Maximo, le robot d'AES, a déjà posé 180 000 panneaux solaires sur de vrais chantiers
Maximo, le robot développé par le géant américain de l'énergie AES, a franchi la barre des 180 000 panneaux solaires installés sur des fermes réelles, selon une interview de Nick Hegeman publiée par Robotics and Automation News. Sa spécialité : soulever et positionner les modules les plus lourd
Maximo, le robot d'AES, a déjà posé 180 000 panneaux solaires sur de vrais chantiers
Maximo, le robot développé par le géant américain de l'énergie AES, a franchi la barre des 180 000 panneaux solaires installés sur des fermes réelles, selon une interview de Nick Hegeman publiée par Robotics and Automation News. Sa spécialité : soulever et positionner les modules les plus lourds, guidé par une IA, pour accélérer la construction et épargner le dos des ouvriers.
Il y a une catégorie de robots dont on parle beaucoup en conférence, avec vidéos léchées et promesses ronflantes.
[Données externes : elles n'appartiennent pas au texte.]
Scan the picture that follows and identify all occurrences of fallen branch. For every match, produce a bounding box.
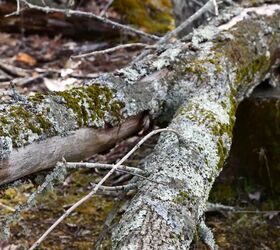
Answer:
[20,0,159,40]
[71,43,153,59]
[29,128,180,250]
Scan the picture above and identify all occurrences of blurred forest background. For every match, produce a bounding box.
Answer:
[0,0,280,250]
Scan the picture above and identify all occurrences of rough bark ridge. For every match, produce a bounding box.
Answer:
[0,1,280,249]
[113,3,280,249]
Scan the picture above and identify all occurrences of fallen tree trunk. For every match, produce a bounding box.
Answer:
[110,3,280,249]
[0,0,280,249]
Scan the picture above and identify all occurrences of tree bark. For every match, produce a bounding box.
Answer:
[110,3,280,249]
[0,1,280,249]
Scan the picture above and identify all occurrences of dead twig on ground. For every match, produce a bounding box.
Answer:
[29,128,180,250]
[71,43,154,59]
[14,0,160,41]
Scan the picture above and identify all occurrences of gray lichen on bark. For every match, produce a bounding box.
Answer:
[113,4,280,249]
Et il y a ceux qui, pendant ce temps, empilent tranquillement des chiffres sur le terrain. Maximo appartient clairement à la seconde. Conçu en interne par AES, un des plus gros producteurs mondiaux d'électricité, il travaille sur les chantiers solaires américains depuis plusieurs mois et vient de dépasser les 180 000 poses de panneaux. Un chiffre qui, mine de rien, situe la machine très au-dessus de la moyenne des démonstrateurs qui peuplent LinkedIn.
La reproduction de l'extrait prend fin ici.